Background: One of the systemic conditions that lead to several changes in the oral cavity is hormonal changes which occur during puberty, menstruation, pregnancy, or menopause, so the awareness of women about these oral changes during the menstruation is important to motivate them toward maintaining good oral hygiene to prevent or reduce oral health changes during menstruation and to seek treatment if needed and not ignore them. Aims: This study aims to assess awareness, experience, and attitude of Saudi healthy menstruating women about oral health changes during menstruation. Setting and Design: This study was performed by distributing a questionnaire in the Arabic language to 401 healthy menstruating females between 18 and 45 years of age among the general population of Saudi Arabia. Methodology: A self-administered closed-end questionnaire was designed comprising 21 questions to assess the awareness, experience, and attitude of females about oral health changes during menstruation. Statistical Analysis Used: The frequency analysis and percentages for all answers were calculated. In addition, pairs of Chi-square analyses were conducted between the dependent and independent variables. Results: This study's results showed that halitosis was the oral change that the participants experienced most during their menstruation followed by a mouth burning sensation (36.4%), gingival bleeding (33.9%), alteration in taste sensation (31.2%), gingival swelling (30.2%), formation of oral ulcers (23.25), and increased tooth mobility (18.7%). 53.11% of the participants in this study were aware of the relationship between menstruation and oral health changes and 48.87% of them agreed that maintaining good oral hygiene can reduce these oral changes during menstruation. Conclusion: More than half of the participants in this study were aware of the relationship between menstruation and oral health changes and approximately half of them agreed that maintaining good oral hygiene can reduce these oral changes during menstruation.

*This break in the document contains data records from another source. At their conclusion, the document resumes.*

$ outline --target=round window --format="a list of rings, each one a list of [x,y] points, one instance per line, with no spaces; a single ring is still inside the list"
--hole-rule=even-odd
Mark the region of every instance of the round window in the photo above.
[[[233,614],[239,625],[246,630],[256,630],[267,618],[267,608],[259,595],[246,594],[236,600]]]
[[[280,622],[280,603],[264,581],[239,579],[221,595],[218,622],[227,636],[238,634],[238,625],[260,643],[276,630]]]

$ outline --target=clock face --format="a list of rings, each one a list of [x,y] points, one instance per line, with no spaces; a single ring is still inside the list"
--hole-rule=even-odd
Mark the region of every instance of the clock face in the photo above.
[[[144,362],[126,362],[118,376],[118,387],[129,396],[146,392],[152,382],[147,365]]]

Keywords: Health, menstruation, oral, periodontics, women


How to cite this article:
Almutairi AS. Assessment of awareness, experience, and attitude of Saudi women about oral health changes during the menstruation: A cross-sectional study. Saudi J Health Sci 2022;11:209-14

How to cite this URL:
Almutairi AS. Assessment of awareness, experience, and attitude of Saudi women about oral health changes during the menstruation: A cross-sectional study. Saudi J Health Sci [serial online] 2022 [cited 2023 Feb 7];11:209-14. Available from: https://www.saudijhealthsci.org/text.asp?2022/11/3/209/362379




  Introduction Top


Oral health is important for overall general health; however, oral health can be affected by systemic diseases or conditions. One of the systemic conditions that lead to several changes in the oral cavity is hormonal changes. In females, hormonal fluctuations occur at different life stages during puberty, menstruation, pregnancy, or menopause. Hormonal fluctuations affect females throughout their lives.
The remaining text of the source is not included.